Challenges in management of HMOs
HMOs have a challenge due to capitation (Falkson, 2009). Here, doctors are provided with a set amount of money to cover such costs as tests, referrals and procedures needed by each patient in a given period, say a calendar year. The problem arises here because doctors can keep any residual amount of money at the end of that period. If a doctor want the residual amount to increase, he/she will make sure that the patient for instance skips some tests for instance by not referring them to tests even when deemed necessary. In this way, the costs will remain low while profits keep on increasing (Falkson, 2009).
HMOs are faced with a big problem of utilization review (Falkson, 2009). Here, the administrators of the insurance company have the power to determine whether the medical prescription by the doctor is necessary or not. Remember that this is a board which in many cases is not even medically qualified to determine whether a patient is to get treatment or not. What they have to do is to just vote and deny you the chance to get treatment. Through this, the insurance company will have been saved of costs and the patient denied the treatment they require (Falkson, 2009).

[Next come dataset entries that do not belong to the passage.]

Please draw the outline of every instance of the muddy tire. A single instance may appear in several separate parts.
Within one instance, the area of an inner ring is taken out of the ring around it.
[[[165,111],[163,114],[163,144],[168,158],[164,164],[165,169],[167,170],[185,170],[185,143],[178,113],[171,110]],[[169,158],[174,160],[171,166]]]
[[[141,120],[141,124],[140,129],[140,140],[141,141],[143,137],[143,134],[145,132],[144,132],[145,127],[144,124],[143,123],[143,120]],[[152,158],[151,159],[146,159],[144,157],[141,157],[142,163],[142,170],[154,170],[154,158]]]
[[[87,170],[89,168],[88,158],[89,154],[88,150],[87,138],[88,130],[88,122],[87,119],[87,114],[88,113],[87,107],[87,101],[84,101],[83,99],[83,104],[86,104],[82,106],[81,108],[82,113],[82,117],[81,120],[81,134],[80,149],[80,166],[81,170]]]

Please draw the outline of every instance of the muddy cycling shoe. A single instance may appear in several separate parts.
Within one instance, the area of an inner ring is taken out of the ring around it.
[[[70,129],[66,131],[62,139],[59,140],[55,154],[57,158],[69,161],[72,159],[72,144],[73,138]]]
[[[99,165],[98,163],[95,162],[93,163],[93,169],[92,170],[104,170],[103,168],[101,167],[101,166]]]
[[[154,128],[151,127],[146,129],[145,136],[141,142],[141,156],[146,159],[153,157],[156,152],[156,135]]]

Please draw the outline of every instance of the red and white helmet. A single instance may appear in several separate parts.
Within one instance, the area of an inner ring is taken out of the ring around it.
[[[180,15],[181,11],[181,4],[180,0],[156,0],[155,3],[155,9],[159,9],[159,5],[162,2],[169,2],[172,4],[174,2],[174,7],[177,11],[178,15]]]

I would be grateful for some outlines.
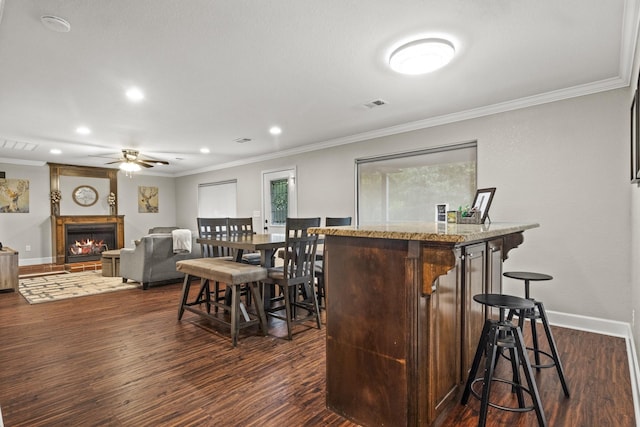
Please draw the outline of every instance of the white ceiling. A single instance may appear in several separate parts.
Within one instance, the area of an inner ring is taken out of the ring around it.
[[[136,148],[171,176],[624,87],[639,22],[638,0],[4,0],[0,13],[0,163],[104,166],[93,156]],[[456,57],[394,73],[389,52],[416,35],[445,36]],[[375,99],[388,104],[363,106]]]

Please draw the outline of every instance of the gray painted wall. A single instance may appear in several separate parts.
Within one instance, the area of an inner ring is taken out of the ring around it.
[[[180,178],[119,177],[119,209],[129,242],[156,225],[195,230],[197,184],[237,179],[238,215],[261,210],[261,173],[298,169],[299,216],[354,215],[354,159],[478,141],[478,185],[498,188],[494,221],[534,221],[505,268],[555,277],[534,289],[548,310],[631,322],[638,269],[638,189],[628,183],[631,89],[620,89],[464,122]],[[31,212],[0,215],[0,241],[21,264],[51,256],[47,167],[0,165],[31,181]],[[160,187],[160,213],[138,214],[138,185]],[[630,195],[631,192],[631,195]],[[632,205],[633,202],[633,205]],[[633,233],[637,234],[637,233]],[[32,247],[25,253],[26,244]],[[33,262],[32,262],[33,263]],[[637,287],[637,286],[636,286]],[[505,290],[520,293],[519,285]]]
[[[548,310],[630,321],[628,91],[615,90],[306,154],[177,178],[180,223],[197,184],[238,180],[238,215],[260,210],[262,171],[298,169],[299,216],[355,213],[354,160],[478,141],[478,186],[497,187],[493,221],[531,221],[505,269],[546,272]],[[505,291],[522,293],[505,282]]]

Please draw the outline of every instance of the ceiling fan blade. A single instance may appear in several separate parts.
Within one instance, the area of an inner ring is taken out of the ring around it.
[[[144,161],[144,160],[140,160],[140,159],[136,159],[136,160],[134,160],[132,163],[135,163],[135,164],[137,164],[137,165],[140,165],[140,166],[142,166],[143,168],[152,168],[152,167],[153,167],[153,165],[150,165],[150,164],[148,164],[148,163],[145,163],[145,161]]]
[[[147,162],[147,163],[152,163],[155,165],[168,165],[169,162],[165,161],[165,160],[157,160],[157,159],[140,159],[138,158],[137,160],[140,160],[141,162]]]

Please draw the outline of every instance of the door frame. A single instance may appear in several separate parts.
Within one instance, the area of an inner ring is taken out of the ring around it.
[[[271,196],[267,190],[267,184],[271,182],[273,179],[289,179],[289,191],[288,191],[288,213],[287,215],[290,217],[295,217],[298,215],[298,173],[297,168],[295,166],[291,167],[282,167],[277,169],[270,169],[266,171],[262,171],[261,173],[261,182],[262,182],[262,217],[260,222],[260,230],[256,230],[259,233],[284,233],[285,227],[282,226],[274,226],[270,223],[271,221]],[[267,207],[267,203],[269,206]],[[268,227],[265,230],[265,225]]]

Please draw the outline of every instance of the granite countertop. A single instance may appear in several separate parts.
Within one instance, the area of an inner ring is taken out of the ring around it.
[[[419,240],[464,243],[539,227],[536,223],[493,222],[487,224],[445,224],[435,222],[383,223],[343,227],[313,227],[310,233],[325,236],[371,239]]]

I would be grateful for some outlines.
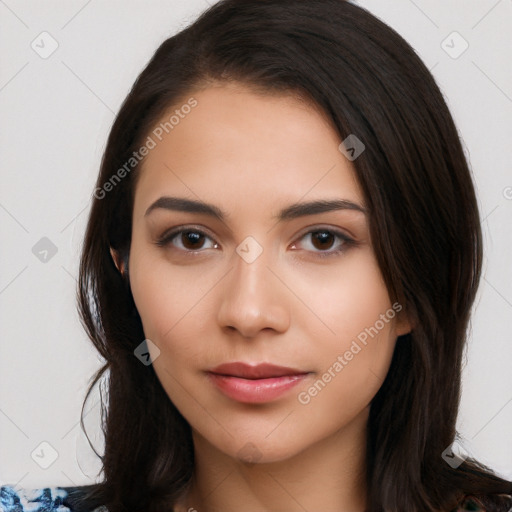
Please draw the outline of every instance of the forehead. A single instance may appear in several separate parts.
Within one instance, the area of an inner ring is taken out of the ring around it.
[[[362,201],[331,120],[289,94],[264,95],[243,85],[191,92],[149,135],[155,146],[139,169],[135,208],[166,191],[240,206],[326,193]]]

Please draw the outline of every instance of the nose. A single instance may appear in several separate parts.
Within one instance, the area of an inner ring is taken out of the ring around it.
[[[264,329],[285,332],[290,326],[290,297],[269,265],[267,252],[251,263],[235,252],[233,260],[234,268],[220,291],[219,325],[245,338],[254,338]]]

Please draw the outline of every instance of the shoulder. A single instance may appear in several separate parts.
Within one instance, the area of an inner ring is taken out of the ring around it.
[[[494,494],[489,496],[467,495],[451,512],[512,512],[512,495]]]
[[[105,507],[84,510],[75,506],[83,487],[44,487],[38,489],[0,487],[0,512],[108,512]]]

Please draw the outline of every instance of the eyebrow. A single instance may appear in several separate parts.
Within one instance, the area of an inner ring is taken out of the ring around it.
[[[144,214],[147,217],[153,210],[164,209],[188,213],[202,213],[214,217],[220,221],[224,221],[229,215],[223,212],[217,206],[197,201],[195,199],[185,199],[183,197],[169,197],[162,196],[157,199]],[[294,203],[282,209],[273,219],[279,222],[285,220],[292,220],[306,215],[315,215],[318,213],[331,212],[336,210],[355,210],[367,213],[366,208],[363,206],[349,201],[347,199],[322,199],[317,201],[310,201],[306,203]]]

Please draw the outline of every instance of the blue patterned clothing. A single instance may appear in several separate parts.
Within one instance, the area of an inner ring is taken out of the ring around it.
[[[41,489],[16,489],[0,487],[0,512],[79,512],[72,494],[77,496],[80,487],[46,487]],[[476,501],[467,498],[463,505],[452,512],[486,512]],[[104,506],[80,512],[108,512]]]

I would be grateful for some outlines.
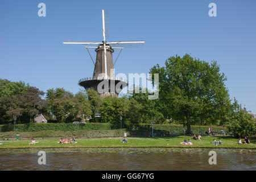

HMOs are faced with the problem of quitting of doctors from delivering services to the organizations (Markovich, 2003). This has been coupled by the increasingly growing influence of doctors associations which help doctors to have a contracting influence on HMOs. This has in numerous cases created a crossfire between these HMOs and doctors unions which has in several occasions led to quitting of doctors. This has deprived the patients the opportunity to be attended by their original doctors and this has not gone well with many customers. This is especially a problem when the patient had developed a special kind of rapport with a particular doctor. The patient may be forced to look for an alternative coverage which may be more expensive (Markovich, 2003).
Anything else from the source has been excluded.